4

I'm using WWW::Mechanize to load the catalog from our product provider into our database. I run this script every 2 hours everyday and it completes in arround 12 minutes by using around 50 simultaneous threads.

Everything was working perfectly, until this weekend. They put their website offline for a scheduled maintenance and, once they where online again, my script no longer worked. After analyzing things, it comes down to the following code failing:

use strict;
use warnings;

use WWW::Mechanize;

my $mec = WWW::Mechanize->new;
$mec->get('https://www.imstores.com/Ingrammicromx/login/login.aspx');

print $mec->content;

The code dies (after about 60 seconds) with the following message:

Error GETing https://www.imstores.com/Ingrammicromx/login/login.aspx:
Can't connect to www.imstores.com:443 at test.pl line 7.

Now, these are the points that are making me difficult to find the problem:

  1. It's not network-related - if I visit the same URL from any of my browsers, I get the page.

  2. If I try the same code on a remote machine that contains an exact copy of my Perl installation, it works.

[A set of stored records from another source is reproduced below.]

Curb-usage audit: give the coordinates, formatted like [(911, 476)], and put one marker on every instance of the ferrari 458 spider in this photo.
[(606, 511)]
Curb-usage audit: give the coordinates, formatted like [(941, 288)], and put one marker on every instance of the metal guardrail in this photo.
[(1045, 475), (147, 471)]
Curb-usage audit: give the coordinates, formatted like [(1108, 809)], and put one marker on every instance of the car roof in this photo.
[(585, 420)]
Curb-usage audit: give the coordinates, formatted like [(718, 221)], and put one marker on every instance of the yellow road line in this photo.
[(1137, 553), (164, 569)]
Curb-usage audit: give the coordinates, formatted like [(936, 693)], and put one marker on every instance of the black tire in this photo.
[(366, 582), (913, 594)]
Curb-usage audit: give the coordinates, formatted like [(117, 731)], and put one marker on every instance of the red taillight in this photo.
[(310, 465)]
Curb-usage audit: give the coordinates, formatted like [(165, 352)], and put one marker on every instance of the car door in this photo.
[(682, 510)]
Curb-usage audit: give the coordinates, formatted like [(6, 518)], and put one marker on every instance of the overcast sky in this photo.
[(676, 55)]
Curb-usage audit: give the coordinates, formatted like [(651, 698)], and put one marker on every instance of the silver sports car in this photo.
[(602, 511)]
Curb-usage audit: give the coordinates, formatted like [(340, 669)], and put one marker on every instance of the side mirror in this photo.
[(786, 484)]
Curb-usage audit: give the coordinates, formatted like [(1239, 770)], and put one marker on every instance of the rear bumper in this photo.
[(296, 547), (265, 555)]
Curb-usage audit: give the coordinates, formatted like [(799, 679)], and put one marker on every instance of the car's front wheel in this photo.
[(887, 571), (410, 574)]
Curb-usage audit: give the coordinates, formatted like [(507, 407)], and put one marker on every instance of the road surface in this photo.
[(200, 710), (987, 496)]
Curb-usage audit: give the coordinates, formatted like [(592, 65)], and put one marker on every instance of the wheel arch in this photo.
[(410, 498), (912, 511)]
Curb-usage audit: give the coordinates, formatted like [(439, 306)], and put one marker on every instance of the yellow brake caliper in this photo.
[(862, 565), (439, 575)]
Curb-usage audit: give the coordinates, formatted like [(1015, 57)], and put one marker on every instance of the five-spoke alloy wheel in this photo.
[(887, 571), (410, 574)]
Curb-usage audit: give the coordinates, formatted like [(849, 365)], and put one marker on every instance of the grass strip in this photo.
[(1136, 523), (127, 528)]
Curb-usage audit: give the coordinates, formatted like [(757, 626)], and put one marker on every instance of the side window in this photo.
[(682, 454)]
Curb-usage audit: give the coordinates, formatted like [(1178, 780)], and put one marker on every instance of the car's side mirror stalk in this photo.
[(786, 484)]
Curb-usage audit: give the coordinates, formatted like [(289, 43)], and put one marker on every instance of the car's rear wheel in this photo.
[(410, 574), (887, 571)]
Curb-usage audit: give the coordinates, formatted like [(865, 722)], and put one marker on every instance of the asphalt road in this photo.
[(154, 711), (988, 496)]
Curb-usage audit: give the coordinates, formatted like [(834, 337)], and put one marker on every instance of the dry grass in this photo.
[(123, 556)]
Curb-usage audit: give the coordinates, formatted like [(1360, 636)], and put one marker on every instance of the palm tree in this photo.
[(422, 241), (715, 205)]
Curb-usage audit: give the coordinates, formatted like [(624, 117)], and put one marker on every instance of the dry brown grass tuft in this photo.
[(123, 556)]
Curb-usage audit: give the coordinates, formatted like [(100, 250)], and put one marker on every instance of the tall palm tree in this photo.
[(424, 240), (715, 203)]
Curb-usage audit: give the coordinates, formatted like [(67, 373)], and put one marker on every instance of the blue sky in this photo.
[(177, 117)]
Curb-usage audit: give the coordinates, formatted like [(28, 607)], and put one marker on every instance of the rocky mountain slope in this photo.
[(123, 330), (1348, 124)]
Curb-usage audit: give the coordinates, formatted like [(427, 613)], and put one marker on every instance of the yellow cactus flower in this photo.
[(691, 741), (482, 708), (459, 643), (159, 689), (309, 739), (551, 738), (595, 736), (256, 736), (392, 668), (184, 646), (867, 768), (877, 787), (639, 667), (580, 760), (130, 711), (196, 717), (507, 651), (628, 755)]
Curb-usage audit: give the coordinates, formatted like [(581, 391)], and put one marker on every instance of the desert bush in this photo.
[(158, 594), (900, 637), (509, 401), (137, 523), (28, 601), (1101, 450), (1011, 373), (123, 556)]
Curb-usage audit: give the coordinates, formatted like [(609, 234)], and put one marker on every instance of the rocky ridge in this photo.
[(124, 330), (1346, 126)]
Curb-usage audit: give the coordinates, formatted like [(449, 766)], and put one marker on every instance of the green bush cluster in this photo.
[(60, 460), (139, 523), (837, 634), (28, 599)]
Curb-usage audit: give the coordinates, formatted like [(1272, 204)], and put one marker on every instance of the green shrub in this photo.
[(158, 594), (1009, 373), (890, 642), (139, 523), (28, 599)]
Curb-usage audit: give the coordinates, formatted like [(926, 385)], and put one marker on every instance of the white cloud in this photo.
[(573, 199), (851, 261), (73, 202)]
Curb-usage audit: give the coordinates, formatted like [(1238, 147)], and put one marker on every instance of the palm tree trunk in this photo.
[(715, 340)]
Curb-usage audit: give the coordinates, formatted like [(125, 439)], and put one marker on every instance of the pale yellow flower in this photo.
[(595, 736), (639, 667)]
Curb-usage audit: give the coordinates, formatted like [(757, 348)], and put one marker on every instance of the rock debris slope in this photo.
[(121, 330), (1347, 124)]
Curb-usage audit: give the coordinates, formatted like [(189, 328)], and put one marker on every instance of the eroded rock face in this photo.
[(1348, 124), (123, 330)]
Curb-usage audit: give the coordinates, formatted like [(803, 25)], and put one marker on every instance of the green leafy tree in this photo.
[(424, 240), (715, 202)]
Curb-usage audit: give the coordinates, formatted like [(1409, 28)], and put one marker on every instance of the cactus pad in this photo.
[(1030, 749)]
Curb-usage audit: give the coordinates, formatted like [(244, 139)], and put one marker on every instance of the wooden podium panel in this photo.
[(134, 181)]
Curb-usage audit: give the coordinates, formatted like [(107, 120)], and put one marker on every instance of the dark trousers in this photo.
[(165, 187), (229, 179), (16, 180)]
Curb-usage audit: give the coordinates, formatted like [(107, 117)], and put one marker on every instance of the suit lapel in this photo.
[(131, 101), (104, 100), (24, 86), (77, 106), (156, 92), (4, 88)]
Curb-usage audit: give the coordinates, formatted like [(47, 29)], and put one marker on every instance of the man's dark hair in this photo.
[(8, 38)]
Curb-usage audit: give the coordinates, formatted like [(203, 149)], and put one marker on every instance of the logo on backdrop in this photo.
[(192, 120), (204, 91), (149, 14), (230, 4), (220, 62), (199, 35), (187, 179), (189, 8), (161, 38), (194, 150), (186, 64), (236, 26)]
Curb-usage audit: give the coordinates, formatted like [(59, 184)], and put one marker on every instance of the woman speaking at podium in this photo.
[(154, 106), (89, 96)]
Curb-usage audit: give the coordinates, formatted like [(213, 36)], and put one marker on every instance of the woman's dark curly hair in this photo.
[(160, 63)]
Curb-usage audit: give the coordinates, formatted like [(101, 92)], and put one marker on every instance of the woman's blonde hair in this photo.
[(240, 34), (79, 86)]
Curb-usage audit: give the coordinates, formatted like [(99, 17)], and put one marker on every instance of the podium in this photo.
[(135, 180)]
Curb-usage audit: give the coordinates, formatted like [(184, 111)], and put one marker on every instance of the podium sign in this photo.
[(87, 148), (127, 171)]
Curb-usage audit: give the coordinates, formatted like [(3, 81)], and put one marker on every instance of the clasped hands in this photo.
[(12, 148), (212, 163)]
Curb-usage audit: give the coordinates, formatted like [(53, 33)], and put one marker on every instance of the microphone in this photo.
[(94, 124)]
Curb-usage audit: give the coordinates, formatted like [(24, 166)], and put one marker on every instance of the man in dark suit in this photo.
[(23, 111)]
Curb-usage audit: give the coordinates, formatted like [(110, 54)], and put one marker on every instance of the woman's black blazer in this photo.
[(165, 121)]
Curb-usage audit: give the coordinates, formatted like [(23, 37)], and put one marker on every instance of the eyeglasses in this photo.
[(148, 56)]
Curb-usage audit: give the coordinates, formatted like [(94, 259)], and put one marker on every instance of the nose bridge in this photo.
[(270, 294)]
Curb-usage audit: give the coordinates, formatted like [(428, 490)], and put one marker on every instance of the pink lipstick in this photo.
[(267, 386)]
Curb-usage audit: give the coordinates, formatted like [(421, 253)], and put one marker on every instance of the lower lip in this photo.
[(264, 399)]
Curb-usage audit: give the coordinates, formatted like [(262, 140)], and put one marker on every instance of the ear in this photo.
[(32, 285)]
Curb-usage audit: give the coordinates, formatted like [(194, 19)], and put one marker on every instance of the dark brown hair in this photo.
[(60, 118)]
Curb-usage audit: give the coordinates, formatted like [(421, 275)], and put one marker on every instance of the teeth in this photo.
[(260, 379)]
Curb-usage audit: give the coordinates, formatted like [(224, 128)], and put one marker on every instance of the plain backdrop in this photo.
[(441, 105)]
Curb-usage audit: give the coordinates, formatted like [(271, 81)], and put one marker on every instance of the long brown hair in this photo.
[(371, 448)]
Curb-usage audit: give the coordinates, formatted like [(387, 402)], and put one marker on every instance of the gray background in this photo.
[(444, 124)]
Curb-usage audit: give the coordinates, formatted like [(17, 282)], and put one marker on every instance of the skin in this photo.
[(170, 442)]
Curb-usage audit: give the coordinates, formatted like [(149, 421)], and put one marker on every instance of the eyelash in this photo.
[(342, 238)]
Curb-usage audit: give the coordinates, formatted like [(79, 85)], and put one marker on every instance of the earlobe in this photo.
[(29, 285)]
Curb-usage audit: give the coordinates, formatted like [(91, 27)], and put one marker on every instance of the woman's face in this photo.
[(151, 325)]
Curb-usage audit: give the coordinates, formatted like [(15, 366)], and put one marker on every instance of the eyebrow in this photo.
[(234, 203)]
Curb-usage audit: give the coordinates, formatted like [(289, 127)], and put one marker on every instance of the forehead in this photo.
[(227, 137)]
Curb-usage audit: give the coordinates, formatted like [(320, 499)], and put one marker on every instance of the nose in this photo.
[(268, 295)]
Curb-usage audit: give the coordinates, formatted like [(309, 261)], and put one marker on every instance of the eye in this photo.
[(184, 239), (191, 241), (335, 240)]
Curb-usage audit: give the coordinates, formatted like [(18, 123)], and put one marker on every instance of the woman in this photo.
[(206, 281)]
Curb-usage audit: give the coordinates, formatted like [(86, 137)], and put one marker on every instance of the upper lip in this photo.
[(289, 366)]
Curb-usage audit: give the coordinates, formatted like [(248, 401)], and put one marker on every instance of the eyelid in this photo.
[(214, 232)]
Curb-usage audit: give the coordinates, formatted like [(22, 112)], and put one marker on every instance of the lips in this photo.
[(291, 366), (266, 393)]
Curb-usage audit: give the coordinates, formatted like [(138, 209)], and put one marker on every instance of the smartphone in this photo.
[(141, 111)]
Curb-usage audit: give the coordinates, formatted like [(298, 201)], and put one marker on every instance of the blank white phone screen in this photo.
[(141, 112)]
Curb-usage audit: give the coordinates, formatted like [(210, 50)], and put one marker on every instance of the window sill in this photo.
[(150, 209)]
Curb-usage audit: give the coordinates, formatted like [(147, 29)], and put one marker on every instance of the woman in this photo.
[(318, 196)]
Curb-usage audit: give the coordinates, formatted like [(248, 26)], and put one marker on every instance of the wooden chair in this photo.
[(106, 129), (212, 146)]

  3. If I use Net::SSL before WWW::Mechanize, it takes a very LONG time, but finally gets the page.

  4. If I try any other SSL page, like 'https://www.paypal.com', it works and very fast.

  5. Then again, it was working before their scheduled maintenance.

I'm not sure what else to try. If I switch to the non-SSL version, it works, but I don't want to do that since we automate purchasing operations.

Along with many things that have crossed my mind, thinking about why it works on the remote machine and why I can open the page in my browsers in the local one:

Is it possible to get blocked with my SSL public key? Is that possible? If so, what public key is LWP/Mechanize using for SSL sessions and how can I use a different one?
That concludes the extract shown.